How do you get Herpes?
Herpes is spread by direct skin to skin contact. Unlike a flu virus that you can get through the air, herpes spreads by direct contact, that is, directly from the site of infection to the site of contact. For example, if you have a cold sore and kiss someone, you can transfer the virus to their mouth. Similarly, if you have active genital herpes and have vaginal or anal intercourse, you can give your partner genital herpes. Finally, if you have a cold sore and put your mouth on your partners genitals (oral sex), you can give your partner genital herpes.
When Is Herpes Most Likely To Be Spread?
Herpes is most easily spread when a sore is present, but, it is also often spread at other times too. Some people notice itching, tingling or other sensations before they see anything on their skin. These are called "Prodromal Symptoms" and they warn that virus may be present on the skin. Herpes is most likely to be spread from the time these first symptoms are noticed until the area is completely healed and the skin looks normal again. Sexual contact (oral, vaginal, or anal) is very risky during this time. A person has about a 75% chance of contracting herpes during intimate contact with someone actively shedding the virus.
Can Herpes Be Transmitted Without Symptoms?
Yes! Sometimes those who know they are infected spread the virus between outbreaks, when no signs or symptoms are present. This is called "Asymptomatic Transmission." Many genital herpes infections are spread from persons who are asymptomatic "Shedders" of the virus. At the University of Washington, researchers found that even 10 years after being diagnosed with HSV-2, adults continue to shed virus nearly 14% of days.
Research also shows that herpes simplex infections are often spread by people who don't know they are infected. These people may have symptoms so mild they don't notice them at all or else don't recognize them as herpes.
For those who recognize their symptoms, asymptomatic transmission appears to be far less likely than spreading the virus when lesions are present. Many couples have had sexual relations for years without transmitting herpes. Some simply avoid having sexual contact when signs or symptoms are present. Others use condoms or other protection between outbreaks to help protect against asymptomatic shedding.
Are complications possible?
One kind of complication involves spreading the virus from the location of an outbreak to other places on the body by touching the sore(s). The fingers, eyes, and other body areas can accidentally become infected in this way. Preventing self-infection is simple. Do not touch the area during an outbreak. If you do, wash your hands as soon as possible. The herpes virus is easily killed with soap and water.
What about pregnancy? Can babies get herpes?
Babies can become infected with the herpes virus. If you've been exposed to herpes, you need to talk with your doctor about it before you get pregnant. This is important even if you've never had symptoms or haven't had a recurrence in a long time. The doctor might arrange a test to see if virus is present when you go into labor. In addition, you should be examined to see if you have herpes at labor and should notify the doctor if you think you have active symptoms at that time.
If no virus is found in the birth canal and there are no symptoms or signs of an outbreak, a vaginal delivery is considered safe. If herpes is present in the birth canal near the time of delivery, a cesarean section might be necessary to protect the newborn from coming into direct contact with the virus.

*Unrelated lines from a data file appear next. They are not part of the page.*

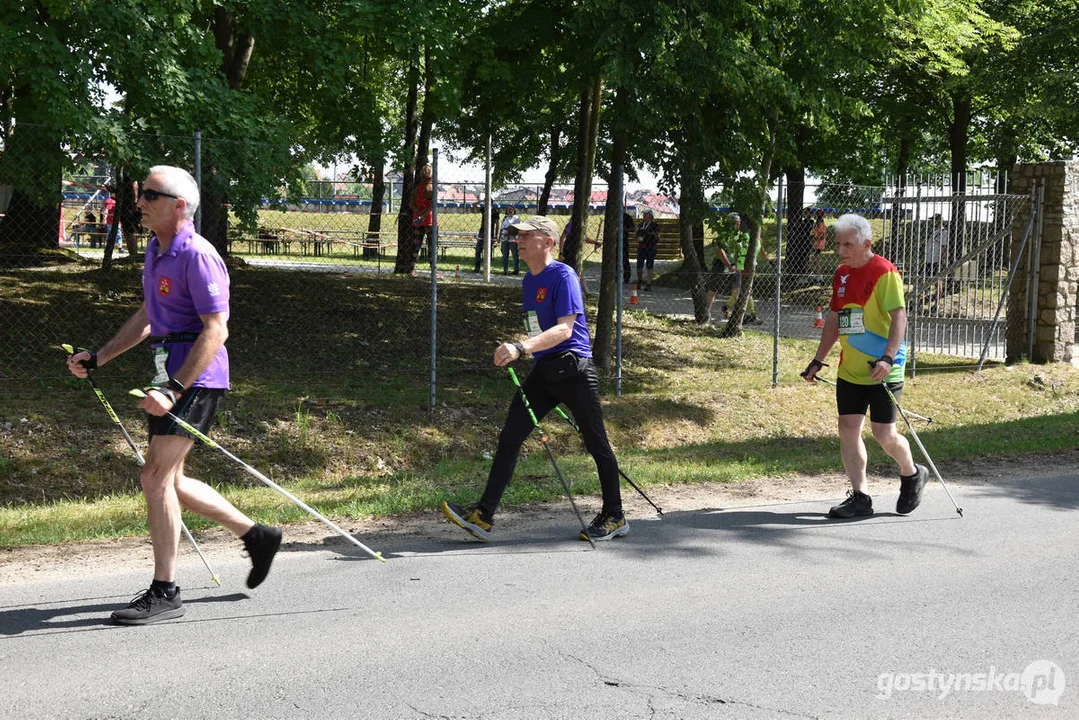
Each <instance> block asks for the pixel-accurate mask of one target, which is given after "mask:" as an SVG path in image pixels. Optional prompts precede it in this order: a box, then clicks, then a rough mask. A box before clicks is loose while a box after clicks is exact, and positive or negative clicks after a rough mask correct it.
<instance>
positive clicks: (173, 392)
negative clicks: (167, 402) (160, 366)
mask: <svg viewBox="0 0 1079 720" xmlns="http://www.w3.org/2000/svg"><path fill="white" fill-rule="evenodd" d="M151 390H152V391H155V392H159V393H161V394H162V395H164V396H165V397H167V398H168V399H169V402H170V403H172V404H173V405H176V400H178V399H179V398H180V395H182V394H183V391H185V390H187V388H185V386H183V383H182V382H180V381H179V380H177V379H176V378H169V379H168V382H166V383H164V384H161V385H150V386H149V388H147V389H146V392H147V393H149V392H150V391H151Z"/></svg>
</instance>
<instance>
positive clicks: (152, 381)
mask: <svg viewBox="0 0 1079 720" xmlns="http://www.w3.org/2000/svg"><path fill="white" fill-rule="evenodd" d="M167 366H168V345H158V347H156V348H154V349H153V369H154V376H153V380H151V381H150V382H151V383H152V384H154V385H162V384H164V383H166V382H168V367H167Z"/></svg>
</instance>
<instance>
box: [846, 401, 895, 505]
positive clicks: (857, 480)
mask: <svg viewBox="0 0 1079 720" xmlns="http://www.w3.org/2000/svg"><path fill="white" fill-rule="evenodd" d="M864 422H865V416H861V415H841V416H839V454H841V456H842V457H843V470H844V471H846V473H847V479H848V480H850V488H851V489H852V490H853V491H855V492H861V493H864V494H869V493H868V492H865V490H866V488H868V484H866V481H865V462H866V454H865V443H863V441H862V425H863V424H864ZM892 427H893V429H894V425H892Z"/></svg>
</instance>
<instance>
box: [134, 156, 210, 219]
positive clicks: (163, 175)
mask: <svg viewBox="0 0 1079 720" xmlns="http://www.w3.org/2000/svg"><path fill="white" fill-rule="evenodd" d="M150 175H156V176H158V177H160V178H161V185H162V188H161V190H162V192H167V193H168V194H170V195H176V196H177V198H183V200H185V201H187V205H186V206H185V208H183V216H185V217H186V218H188V219H189V220H190V219H191V218H193V217H194V216H195V210H196V209H199V200H200V194H199V184H197V182H195V179H194V178H193V177H192V176H191V173H189V172H187V171H186V169H183V168H182V167H174V166H173V165H154V166H153V167H151V168H150V173H149V175H148V176H147V177H149V176H150Z"/></svg>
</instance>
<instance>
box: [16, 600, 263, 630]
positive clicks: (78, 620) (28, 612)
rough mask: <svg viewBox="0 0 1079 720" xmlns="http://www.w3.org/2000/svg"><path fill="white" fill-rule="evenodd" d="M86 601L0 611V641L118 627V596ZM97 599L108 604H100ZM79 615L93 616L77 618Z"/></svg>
mask: <svg viewBox="0 0 1079 720" xmlns="http://www.w3.org/2000/svg"><path fill="white" fill-rule="evenodd" d="M87 599H90V600H94V602H88V603H85V604H70V603H73V602H80V601H81V602H85V599H83V600H79V599H74V600H65V601H63V602H53V603H43V604H41V606H35V607H26V606H19V607H14V608H5V609H3V610H0V638H3V637H5V636H6V637H14V636H18V635H23V634H27V633H31V634H33V635H49V634H53V633H56V631H59V630H66V631H79V630H96V629H106V628H111V627H117V628H119V627H121V626H119V625H114V624H113V623H112V621H111V620H110V617H109V616H110V615H111V614H112V611H113V610H117V609H119V608H122V607H124V604H125V601H124V600H122V599H120V598H119V597H114V598H87ZM248 599H250V598H249V596H248V595H246V594H245V593H233V594H231V595H218V596H205V597H196V598H188V597H185V598H183V604H194V603H196V602H236V601H238V600H248ZM100 600H109V601H108V602H101V601H100ZM79 615H93V616H92V617H79ZM65 617H70V620H65Z"/></svg>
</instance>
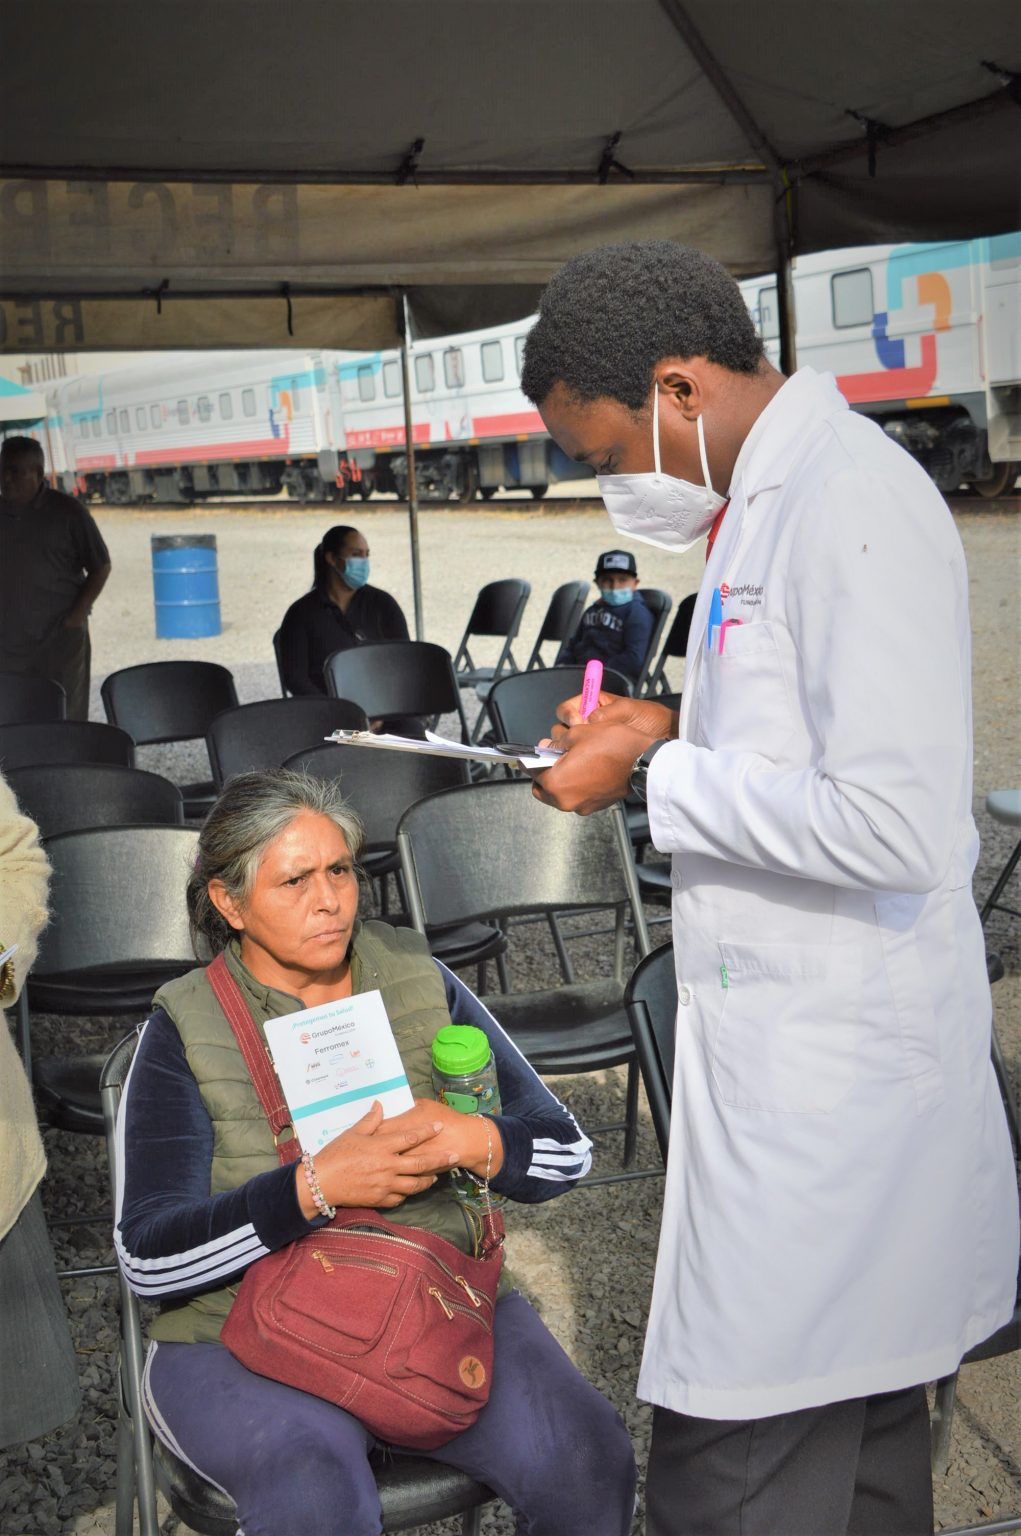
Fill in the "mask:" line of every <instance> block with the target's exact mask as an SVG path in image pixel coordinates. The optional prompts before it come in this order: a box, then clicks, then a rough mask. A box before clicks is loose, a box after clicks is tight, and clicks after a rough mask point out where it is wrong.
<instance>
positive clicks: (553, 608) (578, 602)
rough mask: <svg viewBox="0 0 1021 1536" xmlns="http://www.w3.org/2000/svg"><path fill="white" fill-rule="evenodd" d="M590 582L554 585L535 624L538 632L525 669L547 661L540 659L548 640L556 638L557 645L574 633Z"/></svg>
mask: <svg viewBox="0 0 1021 1536" xmlns="http://www.w3.org/2000/svg"><path fill="white" fill-rule="evenodd" d="M590 585H591V582H588V581H565V582H563V585H562V587H557V590H556V591H554V593H553V596H551V598H550V607H548V608H547V616H545V619H544V621H542V624H540V625H539V634H537V636H536V644H534V645H533V648H531V656H530V657H528V660H527V662H525V671H533V668H536V667H545V665H547V664H545V662H544V659H542V647H544V645H545V644H547V642H548V641H556V644H557V647H560V645H563V642H565V641H568V639H570V637H571V636H573V634H574V630H576V628H577V625H579V621H580V617H582V613H583V611H585V604H586V601H588V588H590Z"/></svg>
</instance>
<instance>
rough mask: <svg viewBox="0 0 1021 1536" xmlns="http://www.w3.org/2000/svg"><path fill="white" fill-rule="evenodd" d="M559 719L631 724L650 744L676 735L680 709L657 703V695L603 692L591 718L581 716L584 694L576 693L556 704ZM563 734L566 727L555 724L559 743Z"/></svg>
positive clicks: (602, 722)
mask: <svg viewBox="0 0 1021 1536" xmlns="http://www.w3.org/2000/svg"><path fill="white" fill-rule="evenodd" d="M557 719H559V720H562V722H563V725H567V727H573V725H631V727H633V728H634V730H636V731H642V733H643V734H645V746H651V745H653V742H662V740H663V739H665V737H666V739H672V737H674V736H677V719H679V711H677V710H668V708H666V705H663V703H656V700H654V699H622V697H620V696H619V694H616V693H600V694H599V703H597V705H596V708H594V710H593V713H591V714H590V716H588V719H586V720H582V696H580V693H576V694H574V697H573V699H565V700H563V703H560V705H557ZM562 736H563V727H554V728H553V740H554V743H556V745H557V746H559V745H560V739H562ZM645 746H643V748H642V751H645Z"/></svg>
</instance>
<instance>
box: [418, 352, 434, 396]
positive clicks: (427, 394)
mask: <svg viewBox="0 0 1021 1536" xmlns="http://www.w3.org/2000/svg"><path fill="white" fill-rule="evenodd" d="M415 382H416V384H418V387H419V390H421V393H422V395H428V392H430V390H431V389H436V364H435V362H433V353H431V352H427V353H425V356H424V358H416V359H415Z"/></svg>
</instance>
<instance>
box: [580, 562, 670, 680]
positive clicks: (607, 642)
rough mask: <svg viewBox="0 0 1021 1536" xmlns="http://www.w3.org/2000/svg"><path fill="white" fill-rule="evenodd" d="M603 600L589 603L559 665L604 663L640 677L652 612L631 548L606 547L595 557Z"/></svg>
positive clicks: (635, 679)
mask: <svg viewBox="0 0 1021 1536" xmlns="http://www.w3.org/2000/svg"><path fill="white" fill-rule="evenodd" d="M596 585H597V587H599V602H594V604H593V605H591V608H586V610H585V613H583V614H582V619H580V622H579V627H577V630H576V631H574V634H573V636H571V639H570V641H565V642H563V645H562V647H560V654H559V656H557V665H559V667H583V665H585V662H593V660H597V662H602V664H603V667H613V670H614V671H619V673H623V676H625V677H626V679H628V680H629V682H637V680H639V676H640V673H642V667H643V665H645V657H646V654H648V648H649V641H651V637H653V624H654V619H653V614H651V613H649V610H648V608H646V607H645V602H643V601H642V594H640V593H639V567H637V565H636V564H634V554H631V551H629V550H605V551H603V553H602V554H600V556H599V559H597V561H596Z"/></svg>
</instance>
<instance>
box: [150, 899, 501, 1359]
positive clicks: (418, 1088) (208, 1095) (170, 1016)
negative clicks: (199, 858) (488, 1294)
mask: <svg viewBox="0 0 1021 1536" xmlns="http://www.w3.org/2000/svg"><path fill="white" fill-rule="evenodd" d="M226 960H227V968H229V971H230V974H232V977H233V978H235V982H236V983H238V986H240V988H241V991H243V994H244V1000H246V1003H247V1005H249V1008H250V1011H252V1017H253V1018H255V1021H256V1025H258V1026H259V1028H261V1026H263V1025H264V1023H266V1020H267V1018H279V1017H281V1015H284V1014H293V1012H295V1011H296V1009H298V1008H301V1006H302V1005H301V1001H299V1000H298V998H295V997H289V995H287V994H286V992H278V991H273V989H272V988H267V986H263V985H261V983H259V982H256V980H255V977H253V975H252V974H250V971H247V969H246V966H243V965H241V960H240V957H238V949H236V943H232V945H230V946H229V948H227V951H226ZM352 986H353V991H355V992H372V991H376V989H379V992H382V1001H384V1006H385V1009H387V1015H388V1018H390V1025H392V1026H393V1034H395V1038H396V1043H398V1049H399V1052H401V1060H402V1061H404V1071H405V1072H407V1077H408V1083H410V1084H411V1094H413V1095H415V1098H436V1094H435V1091H433V1080H431V1044H433V1035H435V1034H436V1031H438V1029H441V1028H442V1026H444V1025H448V1023H450V1014H448V1011H447V995H445V991H444V982H442V977H441V974H439V969H438V968H436V962H435V960H433V958H431V955H430V952H428V948H427V945H425V940H424V938H422V937H421V934H416V932H415V931H411V929H408V928H390V925H388V923H362V925H359V928H358V929H356V932H355V938H353V945H352ZM154 1008H161V1009H163V1011H164V1012H166V1014H169V1015H170V1018H172V1020H173V1023H175V1025H177V1031H178V1034H180V1037H181V1041H183V1044H184V1055H186V1058H187V1064H189V1068H190V1069H192V1074H193V1077H195V1081H197V1083H198V1091H200V1094H201V1097H203V1103H204V1106H206V1111H207V1114H209V1118H210V1120H212V1126H213V1160H212V1170H210V1181H209V1192H210V1195H218V1193H221V1192H223V1190H227V1189H236V1187H238V1184H243V1183H246V1180H249V1178H253V1177H255V1175H256V1174H266V1172H267V1170H269V1169H275V1167H278V1166H279V1160H278V1157H276V1150H275V1147H273V1137H272V1134H270V1129H269V1123H267V1120H266V1114H264V1111H263V1106H261V1104H259V1100H258V1094H256V1092H255V1086H253V1083H252V1078H250V1077H249V1069H247V1068H246V1064H244V1057H243V1055H241V1051H240V1049H238V1043H236V1040H235V1037H233V1031H232V1029H230V1025H229V1023H227V1018H226V1015H224V1012H223V1009H221V1008H220V1003H218V1001H216V998H215V995H213V991H212V988H210V985H209V982H207V978H206V972H204V969H201V971H189V974H187V975H183V977H178V978H177V980H175V982H169V983H167V985H166V986H161V988H160V991H158V992H157V995H155V998H154ZM385 1215H387V1220H388V1221H398V1223H405V1224H407V1226H416V1227H425V1229H427V1230H430V1232H436V1233H439V1235H441V1236H444V1238H447V1241H448V1243H453V1244H454V1246H456V1247H459V1249H461V1250H462V1252H465V1253H468V1252H471V1249H473V1243H474V1232H473V1227H471V1221H470V1218H468V1215H467V1213H465V1210H464V1207H462V1206H461V1204H459V1203H458V1200H456V1197H454V1192H453V1189H451V1186H450V1178H448V1177H447V1175H444V1177H441V1178H439V1181H438V1183H436V1184H433V1187H431V1189H427V1190H424V1192H422V1193H421V1195H411V1197H410V1200H405V1201H404V1203H402V1204H401V1206H396V1207H395V1209H393V1210H387V1212H385ZM504 1289H505V1287H504V1286H502V1287H501V1290H504ZM235 1293H236V1284H235V1286H224V1287H221V1289H220V1290H207V1292H203V1293H201V1295H198V1296H192V1298H190V1299H187V1301H172V1303H169V1304H166V1306H164V1309H163V1310H161V1313H160V1316H158V1318H157V1319H155V1321H154V1324H152V1327H150V1329H149V1333H150V1336H152V1338H155V1339H169V1341H172V1342H177V1344H190V1342H215V1341H216V1339H218V1338H220V1329H221V1327H223V1322H224V1319H226V1316H227V1313H229V1310H230V1307H232V1304H233V1296H235Z"/></svg>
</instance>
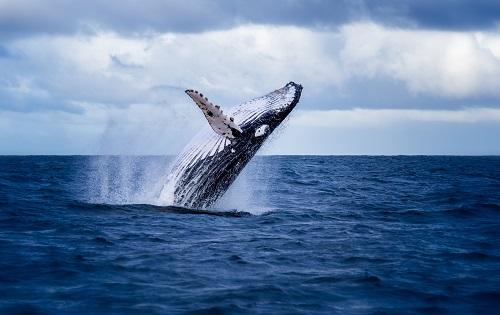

Babies also can get herpes if they are kissed by someone with a cold sore. A young baby cannot fight off infections as easily as an adult can, so serious problems might result. It's important that you do not kiss a baby when you have a cold sore.
Can herpes cause AIDS?
Herpes simplex virus is not related to Human Immuno-Deficiency Virus (HIV), the cause of AIDS. Studies suggest that sores or lesions in the genital area make a person more prone to HIV infection if they have sex with someone carrying HIV. This may be because sores create breaks in the skin of the genitals and make it easier for HIV to get into the body. Given that herpes causes such lesions, it is extremely important to avoid sex during outbreaks. Further research is being conducted in this area.